Creio que seja a diferença do tema, pois este vai inaugurar – e até mesmo fomentar – outros escritos nessa linha, de uma teologia aplicada. Na verdade, o livro nasceu da minha experiência como professor de Antropologia Teológica. O conceito de pessoa, que é o subtítulo da obra, é muito rico dentro do conceito de Teologia, que, aplicada, parece um pouco com Psicologia, porque quando você fala de Deus, fala de realidade humana.
Na verdade, o tema de “Quem me roubou de mim” é muito pretensioso, muito vasto e é muito difícil trazermos uma obra para o público que possa explicitar a grandeza desse assunto. O seqüestro da subjetividade é um assunto que aborda muitas formas de relações humanas, por isso eu me ative a algumas apenas. Não tive condições de condensar tudo isso num conteúdo só; acredito que possa haver desdobramentos e que, deste livro, possam nascer outros. Nele, nós tratamos um pouco da relação marido-mulher, namorados, amigos; um pouco da relação pai e filho, mas o seqüestro da subjetividade é muito mais do que isso.
A qualquer pessoa que, de alguma forma, já foi roubada de si mesma e que tem o desejo de resgatar-se, de sair dos cativeiros. É muito simples entrarmos nos cativeiros dos afetos. Isso acontece quando percebemos que alguém começou a mandar em nós, que nossa alegria ou tristeza está dependendo dele e que, infelizmente, perdemos o comando da situação. É um livro para todos aqueles que já experimentaram isso. Acredito que todos já passaram por alguma experiência de seqüestro da subjetividade, mesmo que não tenham consciência disso. Quem sabe se você, na hora em que o ler, descubra a verdade.
É interessante porque todas elas foram contadas com muito sofrimento.
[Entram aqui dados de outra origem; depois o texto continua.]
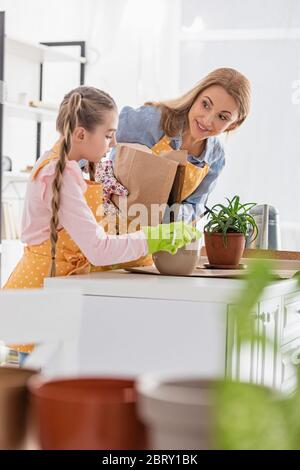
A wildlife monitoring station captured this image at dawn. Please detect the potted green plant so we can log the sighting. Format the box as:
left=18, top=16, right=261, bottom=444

Uma das características que eu observo no relato do povo, na tradução mais sincera da dor que sente, é que realmente as pessoas – que vivem essa experiência de seqüestro – sofrem muito. Mas esse sofrimento não é o suficiente para haver a melhora. Muitas vezes, elas não sabem sair do sofrimento (que tem). As histórias passam por gente muito concreta; o livro é todo muito concreto.
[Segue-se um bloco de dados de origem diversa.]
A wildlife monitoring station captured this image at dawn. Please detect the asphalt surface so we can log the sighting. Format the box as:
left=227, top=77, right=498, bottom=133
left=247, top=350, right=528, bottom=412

O meu trecho favorito do livro é a parte do mito do amor romântico, porque é um tema que eu gosto de estudar; gosto da influência dos mitos na sociedade; trabalhei muito isso como professor de Hermenêutica. O mito do amor romântico fragiliza muito as relações humanas, porque ele nos coloca – claro, é um imaginário coletivo que chegou até nós – na esperança de que a vida, as pessoas e as relações sejam perfeitas.
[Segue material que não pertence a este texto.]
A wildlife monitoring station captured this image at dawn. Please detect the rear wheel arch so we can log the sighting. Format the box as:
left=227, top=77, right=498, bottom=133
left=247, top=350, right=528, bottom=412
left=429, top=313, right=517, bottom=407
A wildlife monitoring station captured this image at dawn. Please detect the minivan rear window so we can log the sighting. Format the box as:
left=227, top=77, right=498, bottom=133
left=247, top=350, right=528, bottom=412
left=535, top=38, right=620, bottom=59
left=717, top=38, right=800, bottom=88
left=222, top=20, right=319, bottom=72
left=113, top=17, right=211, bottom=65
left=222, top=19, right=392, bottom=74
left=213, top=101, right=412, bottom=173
É interessante porque quando nós temos a experiência da "poda", ela nos parece muito doída, mas sabemos o quanto ela é necessária quando a árvore do vizinho cresceu do nosso lado. Porém, quando ela está no nosso quintal, ultrapassando para o território do vizinho, talvez não sintamos tanta necessidade dela [poda]. É justamente disso de que nós falamos o tempo todo, porque quando a vida do outro "cresce" demais "para o nosso lado" e nós permitimos, corremos o risco de que a nossa vida fique sufocada pela do outro. Mas não pode ser assim. A vida tem de ser, o tempo todo, experiência de equilíbrio. O casamento só pode dar certo à medida que as partes se respeitam e se complementam. Uma relação de amizade só pode dar certo quando mantemos os espaços estabelecidos. Mesmo que vez ou outra eu convide você para entrar neste "território", não significa que, a partir do momento em que você entrou pela primeira vez, que ele é de livre acesso. Preservar a sacralidade do outro é um elemento essencial para que as nossas relações sejam saudáveis. Espero que eu tenha ajudado você a viver e a estabelecer melhor as suas relações humanas. Deus o abençoe. Um grande abraço. Desejo que ninguém o roube nesta vida.